Urban farming also brings you a healthier life. A recent paper from the Community Food Security Coalition's North American Initiative on Urban Agriculture reported that gardeners ate more vegetables more frequently and they consumed less sweet foods and soft drinks. Working with plants brings joy to people, too. As a poor student living in the expensive Silicon Valley, I don't own a garden. But I do keep some indoor plants. The green color always gives me so much pleasure. Not to mention the satisfaction I get when I see them grow larger and stronger. I believe growing and harvesting from a personal garden can bring great happiness to your life.

Urban farming benefits food security

Urban farming can also be a way to help the Americans who don't have safe access to healthy food. Hunger seems like it wouldn't be much of a problem in America, but 5.7 percent of U.S. households—about 12.1 million adults and 5.2 million children—had very low food security during 2008 as reported by USDA. Very low food security means in the preceding 12 months, an individual had no food to eat for an entire day because they lacked the money to buy it.

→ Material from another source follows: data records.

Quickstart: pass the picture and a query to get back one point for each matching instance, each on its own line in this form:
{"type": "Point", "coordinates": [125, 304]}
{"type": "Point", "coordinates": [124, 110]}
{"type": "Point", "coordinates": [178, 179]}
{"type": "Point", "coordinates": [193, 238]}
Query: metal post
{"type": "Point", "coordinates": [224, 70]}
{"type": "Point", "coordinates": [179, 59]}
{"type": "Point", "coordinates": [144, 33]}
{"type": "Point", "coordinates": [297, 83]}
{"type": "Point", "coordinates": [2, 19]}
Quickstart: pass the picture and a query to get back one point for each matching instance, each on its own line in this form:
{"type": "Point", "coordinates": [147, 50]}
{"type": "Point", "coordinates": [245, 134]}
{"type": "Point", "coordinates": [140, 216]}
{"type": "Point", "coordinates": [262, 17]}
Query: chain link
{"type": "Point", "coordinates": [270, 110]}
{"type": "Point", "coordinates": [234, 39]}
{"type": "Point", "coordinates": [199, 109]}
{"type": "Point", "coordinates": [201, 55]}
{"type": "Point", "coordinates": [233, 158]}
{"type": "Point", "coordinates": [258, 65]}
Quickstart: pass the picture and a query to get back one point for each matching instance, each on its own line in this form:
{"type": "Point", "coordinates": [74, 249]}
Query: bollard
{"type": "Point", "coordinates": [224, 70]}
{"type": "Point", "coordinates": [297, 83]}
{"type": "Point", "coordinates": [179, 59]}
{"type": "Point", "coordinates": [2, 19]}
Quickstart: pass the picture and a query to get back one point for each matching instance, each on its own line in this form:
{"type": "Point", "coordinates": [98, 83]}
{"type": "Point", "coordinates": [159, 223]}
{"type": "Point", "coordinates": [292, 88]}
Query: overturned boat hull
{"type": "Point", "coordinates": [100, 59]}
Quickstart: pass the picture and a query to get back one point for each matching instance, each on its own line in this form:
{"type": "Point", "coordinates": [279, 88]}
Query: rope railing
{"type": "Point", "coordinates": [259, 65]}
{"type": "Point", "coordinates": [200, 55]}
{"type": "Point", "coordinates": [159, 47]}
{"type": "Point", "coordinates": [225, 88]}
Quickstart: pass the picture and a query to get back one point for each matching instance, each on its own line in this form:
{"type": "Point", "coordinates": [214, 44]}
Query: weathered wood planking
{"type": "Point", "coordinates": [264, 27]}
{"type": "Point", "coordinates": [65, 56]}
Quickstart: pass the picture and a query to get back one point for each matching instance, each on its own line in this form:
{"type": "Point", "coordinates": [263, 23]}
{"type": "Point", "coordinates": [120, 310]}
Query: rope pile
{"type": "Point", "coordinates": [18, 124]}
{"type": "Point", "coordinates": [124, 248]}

Photo: USDA, 'Food Security in the United States: Key Statistics and Graphics.'

In the United States, there is a huge unrealized potential for urban gardening. A study by Community Food Security Coalition, indicated that small well-tended plots, as little as 1,000 square feet each, can provide a household's total yearly vegetable needs, including much of the household's nutritional requirements for vitamins A, C, and B complex and iron. In the president of Earth Policy Institution Lester Brown's book Farming in the City, he mentioned that Chicago has 70,000 vacant lots and nationwide, vacant lots in cities total in the hundreds of thousands. Urban farming not only makes people stronger by putting their food security into their own hands, it can also, as Brown cited from Urban Agriculture, turn "the weedy, trash-ridden dangerous gathering place—into bountiful, beautiful and safe gardens. . . ."


Jingshi Wu is a PhD candidate in geology.